Несколько дней назад вокруг этого полуразвалившегося дома возвели строительные леса. По шатким мосткам поднимались пленные немцы, на козлах, надетых за спиной, они несли кирпич. Пленные явно не торопились. Секретарь обкома поднялся на площадку, где каменщики укладывали кирпич. Подошел к пожилому строителю, спросил:
— Как работа продвигается, что строите?
— Ресторан тут был, увеселительные комнаты, — пыхнул махоркой каменщик.
— А сейчас что будет?
— Во всяком случае, не ударная стройка. Видишь — помощников прислали каких, — кивнул рабочий на пленных. — Ползают, как вошь на сносях.
— Почему не ударная стройка? — возразил Андрей Михайлович. — Дом для малышей строим, для наших ребят ясли и садик, а вы говорите — не ударная стройка.
Не прошло и нескольких минут, как буквально у меня на глазах преобразился секретарь обкома. Только что он был предельно внимателен, ласков, чуток, а тут, в конторе, небольшом деревянном сарайчике, примыкающем к строящемуся дому, он сидел со сдвинутыми к переносице бровями, сухо отчитывал начальника охраны пленных и прораба. Он говорил о важности стройки, о том, что советским людям надо объяснить, какой объект строят. Кто же откажется своим детям помочь? А пленных надо заставить работать. Умели разрушать — пускай теперь поворачиваются, быстрее восстанавливают.

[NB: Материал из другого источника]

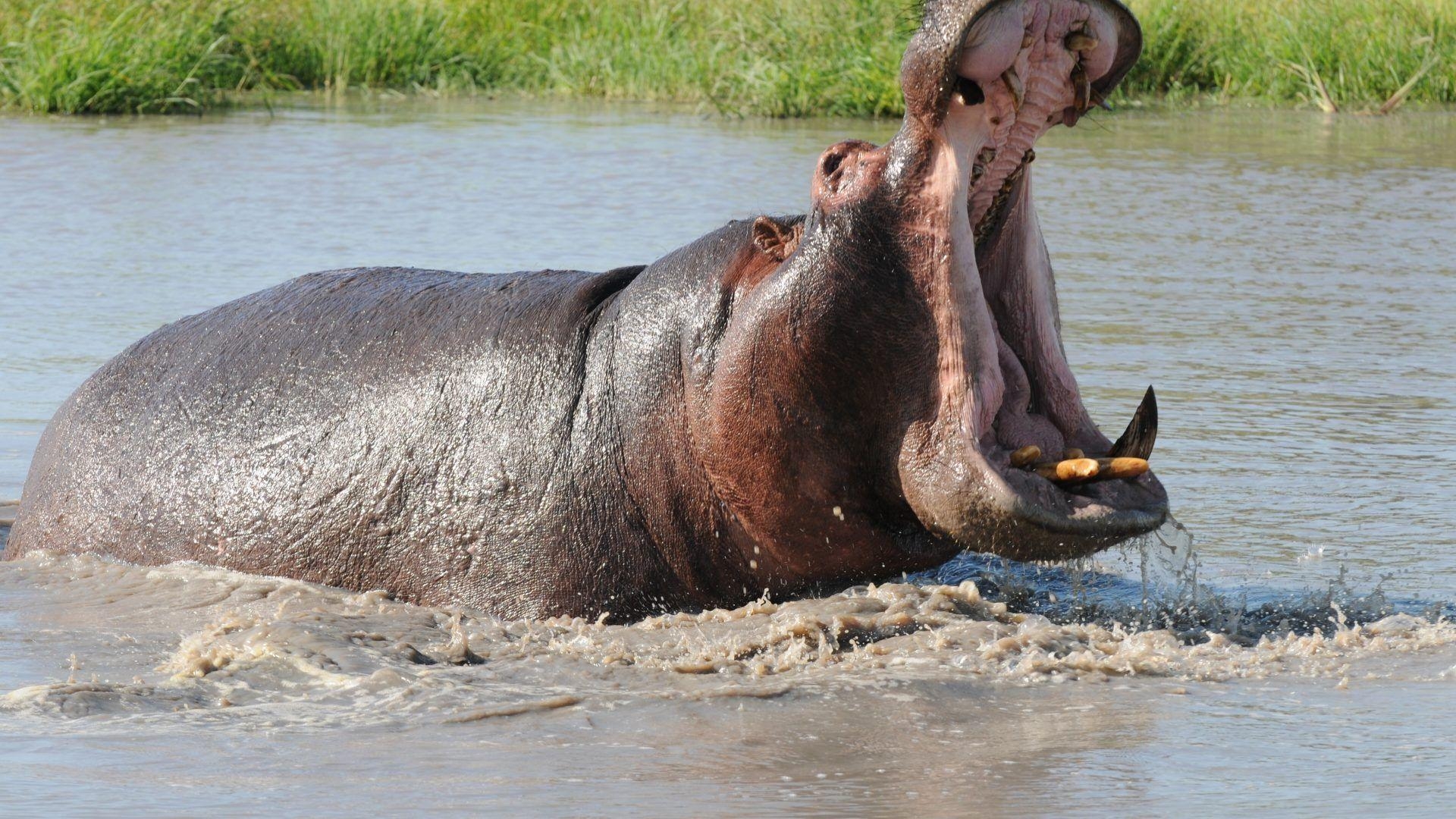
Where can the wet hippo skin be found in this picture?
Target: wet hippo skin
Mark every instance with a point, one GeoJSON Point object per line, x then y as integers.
{"type": "Point", "coordinates": [783, 403]}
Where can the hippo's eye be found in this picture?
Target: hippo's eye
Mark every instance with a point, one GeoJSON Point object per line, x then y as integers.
{"type": "Point", "coordinates": [970, 93]}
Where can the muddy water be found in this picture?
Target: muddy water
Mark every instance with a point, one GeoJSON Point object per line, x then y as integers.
{"type": "Point", "coordinates": [1283, 279]}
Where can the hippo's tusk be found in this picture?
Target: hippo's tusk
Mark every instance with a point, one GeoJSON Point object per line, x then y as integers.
{"type": "Point", "coordinates": [1081, 41]}
{"type": "Point", "coordinates": [1018, 93]}
{"type": "Point", "coordinates": [1072, 469]}
{"type": "Point", "coordinates": [1142, 431]}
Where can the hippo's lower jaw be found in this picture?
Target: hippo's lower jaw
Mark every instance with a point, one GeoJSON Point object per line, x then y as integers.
{"type": "Point", "coordinates": [1005, 384]}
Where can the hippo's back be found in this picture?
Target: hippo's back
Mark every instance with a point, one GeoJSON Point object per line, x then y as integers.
{"type": "Point", "coordinates": [324, 428]}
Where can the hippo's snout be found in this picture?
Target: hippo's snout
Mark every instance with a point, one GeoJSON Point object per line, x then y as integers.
{"type": "Point", "coordinates": [846, 171]}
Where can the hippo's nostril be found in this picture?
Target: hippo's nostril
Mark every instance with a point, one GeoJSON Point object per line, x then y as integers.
{"type": "Point", "coordinates": [970, 93]}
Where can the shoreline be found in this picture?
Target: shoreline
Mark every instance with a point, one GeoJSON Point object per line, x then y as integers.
{"type": "Point", "coordinates": [762, 57]}
{"type": "Point", "coordinates": [389, 98]}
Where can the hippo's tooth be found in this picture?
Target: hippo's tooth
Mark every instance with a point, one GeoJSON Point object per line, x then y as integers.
{"type": "Point", "coordinates": [1081, 41]}
{"type": "Point", "coordinates": [1018, 93]}
{"type": "Point", "coordinates": [1142, 431]}
{"type": "Point", "coordinates": [1120, 466]}
{"type": "Point", "coordinates": [1071, 469]}
{"type": "Point", "coordinates": [1084, 88]}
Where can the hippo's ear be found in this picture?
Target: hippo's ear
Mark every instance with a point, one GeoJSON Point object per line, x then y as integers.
{"type": "Point", "coordinates": [775, 238]}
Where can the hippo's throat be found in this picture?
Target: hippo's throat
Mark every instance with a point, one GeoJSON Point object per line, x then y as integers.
{"type": "Point", "coordinates": [998, 321]}
{"type": "Point", "coordinates": [976, 251]}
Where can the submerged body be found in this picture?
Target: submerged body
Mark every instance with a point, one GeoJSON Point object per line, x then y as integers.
{"type": "Point", "coordinates": [777, 404]}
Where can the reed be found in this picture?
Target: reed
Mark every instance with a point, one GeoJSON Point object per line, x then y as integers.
{"type": "Point", "coordinates": [767, 57]}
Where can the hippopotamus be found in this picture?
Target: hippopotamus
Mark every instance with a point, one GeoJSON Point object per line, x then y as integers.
{"type": "Point", "coordinates": [781, 404]}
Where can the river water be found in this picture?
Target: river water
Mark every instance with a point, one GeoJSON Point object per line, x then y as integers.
{"type": "Point", "coordinates": [1286, 280]}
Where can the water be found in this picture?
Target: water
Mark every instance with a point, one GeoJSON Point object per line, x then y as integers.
{"type": "Point", "coordinates": [1283, 279]}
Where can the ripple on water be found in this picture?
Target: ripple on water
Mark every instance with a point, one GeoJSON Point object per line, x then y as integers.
{"type": "Point", "coordinates": [262, 651]}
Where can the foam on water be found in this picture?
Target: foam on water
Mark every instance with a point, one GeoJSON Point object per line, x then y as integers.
{"type": "Point", "coordinates": [187, 637]}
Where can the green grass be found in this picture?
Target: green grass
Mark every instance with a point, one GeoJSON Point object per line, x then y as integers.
{"type": "Point", "coordinates": [770, 57]}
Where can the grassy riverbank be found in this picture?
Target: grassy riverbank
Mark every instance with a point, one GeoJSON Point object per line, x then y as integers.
{"type": "Point", "coordinates": [775, 57]}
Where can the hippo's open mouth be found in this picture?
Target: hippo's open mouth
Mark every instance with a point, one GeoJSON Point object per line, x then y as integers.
{"type": "Point", "coordinates": [1022, 67]}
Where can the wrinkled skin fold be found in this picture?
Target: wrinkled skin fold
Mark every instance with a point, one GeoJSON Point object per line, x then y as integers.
{"type": "Point", "coordinates": [783, 403]}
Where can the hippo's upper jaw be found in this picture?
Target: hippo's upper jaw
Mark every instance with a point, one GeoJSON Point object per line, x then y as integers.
{"type": "Point", "coordinates": [983, 82]}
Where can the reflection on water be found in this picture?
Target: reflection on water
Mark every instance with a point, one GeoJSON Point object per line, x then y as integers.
{"type": "Point", "coordinates": [1283, 280]}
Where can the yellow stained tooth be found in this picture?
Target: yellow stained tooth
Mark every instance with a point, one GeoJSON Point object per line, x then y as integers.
{"type": "Point", "coordinates": [1025, 457]}
{"type": "Point", "coordinates": [1122, 466]}
{"type": "Point", "coordinates": [1072, 469]}
{"type": "Point", "coordinates": [1084, 88]}
{"type": "Point", "coordinates": [1012, 80]}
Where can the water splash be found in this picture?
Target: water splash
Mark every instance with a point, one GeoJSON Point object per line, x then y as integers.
{"type": "Point", "coordinates": [1166, 594]}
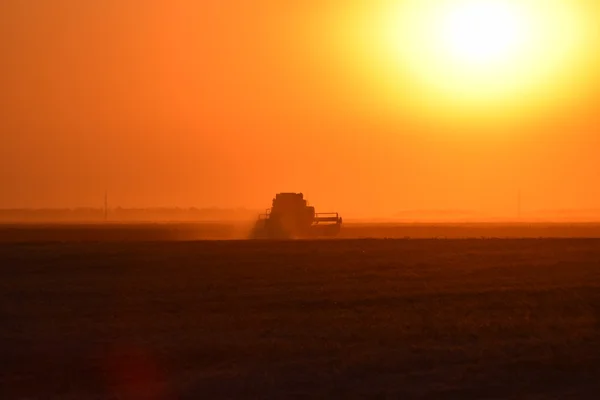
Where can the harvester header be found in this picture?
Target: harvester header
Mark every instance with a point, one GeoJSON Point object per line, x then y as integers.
{"type": "Point", "coordinates": [290, 216]}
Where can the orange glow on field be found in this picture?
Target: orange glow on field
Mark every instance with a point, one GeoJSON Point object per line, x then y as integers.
{"type": "Point", "coordinates": [465, 57]}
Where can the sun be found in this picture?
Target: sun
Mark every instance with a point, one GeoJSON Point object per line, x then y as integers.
{"type": "Point", "coordinates": [470, 54]}
{"type": "Point", "coordinates": [480, 34]}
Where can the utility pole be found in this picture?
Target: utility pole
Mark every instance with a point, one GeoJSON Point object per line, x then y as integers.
{"type": "Point", "coordinates": [519, 204]}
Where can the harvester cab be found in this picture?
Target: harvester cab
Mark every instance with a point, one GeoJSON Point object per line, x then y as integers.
{"type": "Point", "coordinates": [290, 216]}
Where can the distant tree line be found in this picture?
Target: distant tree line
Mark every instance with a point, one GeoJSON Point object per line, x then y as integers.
{"type": "Point", "coordinates": [119, 214]}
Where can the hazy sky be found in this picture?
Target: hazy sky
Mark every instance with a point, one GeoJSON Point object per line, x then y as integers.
{"type": "Point", "coordinates": [224, 103]}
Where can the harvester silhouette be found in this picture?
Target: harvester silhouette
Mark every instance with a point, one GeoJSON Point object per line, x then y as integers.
{"type": "Point", "coordinates": [291, 217]}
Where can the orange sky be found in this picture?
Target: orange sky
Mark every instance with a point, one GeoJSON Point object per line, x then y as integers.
{"type": "Point", "coordinates": [187, 103]}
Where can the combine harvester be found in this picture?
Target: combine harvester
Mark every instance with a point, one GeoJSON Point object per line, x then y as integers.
{"type": "Point", "coordinates": [290, 217]}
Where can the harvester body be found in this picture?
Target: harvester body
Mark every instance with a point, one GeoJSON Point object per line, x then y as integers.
{"type": "Point", "coordinates": [292, 217]}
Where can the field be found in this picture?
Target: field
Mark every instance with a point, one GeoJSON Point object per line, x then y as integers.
{"type": "Point", "coordinates": [348, 318]}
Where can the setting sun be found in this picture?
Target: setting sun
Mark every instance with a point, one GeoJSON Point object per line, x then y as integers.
{"type": "Point", "coordinates": [478, 53]}
{"type": "Point", "coordinates": [483, 33]}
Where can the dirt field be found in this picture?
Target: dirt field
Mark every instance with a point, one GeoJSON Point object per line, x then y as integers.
{"type": "Point", "coordinates": [423, 319]}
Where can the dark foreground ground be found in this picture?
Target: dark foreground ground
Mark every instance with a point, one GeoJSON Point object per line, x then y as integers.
{"type": "Point", "coordinates": [423, 319]}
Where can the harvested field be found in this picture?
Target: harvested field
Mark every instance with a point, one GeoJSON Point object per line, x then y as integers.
{"type": "Point", "coordinates": [423, 319]}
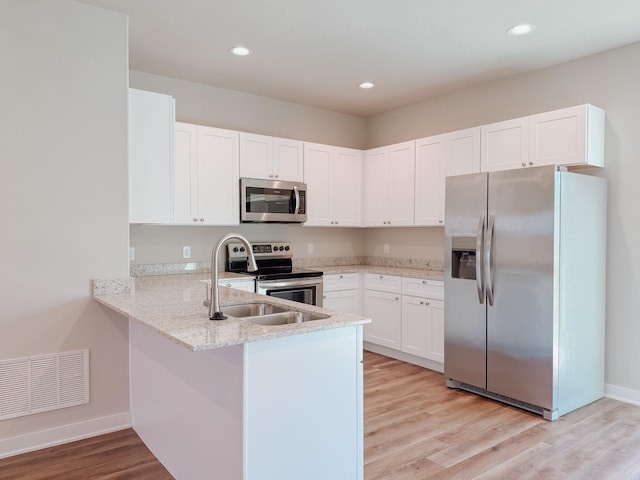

Когда мы ушли со стройки, секретарь принялся за меня. Мало мы пишем в газетах о детских учреждениях. Совсем не пишем. Если не хватает яслей, детских садов, плохо работают школы, то как же можно вовлечь женщин в социалистическое соревнование?
— Дернули за ниточку, так уж весь клубок разматывайте, — и совсем неожиданно, резко изменив тему, спросил: — Как у вас отношения с Крутковским, налаживаются?
— Работаем.
— Он говорит, что трудно. Люди разболтаны, дисциплина плохая.
— Я другого мнения о коллективе. Люди хорошие, руководители плохие.
— Самокритично.
— Да, от правды никуда не уйдешь. Языка общего мы не нашли с Крутковским. За глаза же его осуждать не хочу.
Саратовский ничего не ответил. Мы долго шли молча. Потом он остановился у дверей магазина. Перед закрытой дверью выстроилась голосистая очередь. Андрей Михайлович осведомился, кто последний, что дают. Став в хвосте очереди, он протянул мне руку:
— До свидания, Павел Петрович. Вы, наверное, на работу, а я здесь задержусь.
2
Кончилась разведка боем. Крутковский после воскресного посещения моей обители перешел в наступление. Теперь он все чаще и чаще старается меня укусить, каждая, по его мнению, мной пропущенная ошибка подвергается длинному и нудному обсуждению. Дважды он передавал Самсонову темы запланированных мне передовых статей. Хочет проверить, как я отнесусь к давлению рублем.
Думаю, что неспроста заговорил со мной Саратовский о положении в редакции. Викентий Соколов убежден, что редактор ходил в обком капать на меня. Пусть капает! Переживем! Может, и мне стоило воспользоваться возможностью и рассказать Саратовскому все, что творится у нас в редакции? Конечно, это пошло бы на пользу дела. Но я бы чувствовал себя неуютно. Если говорить, так в глаза.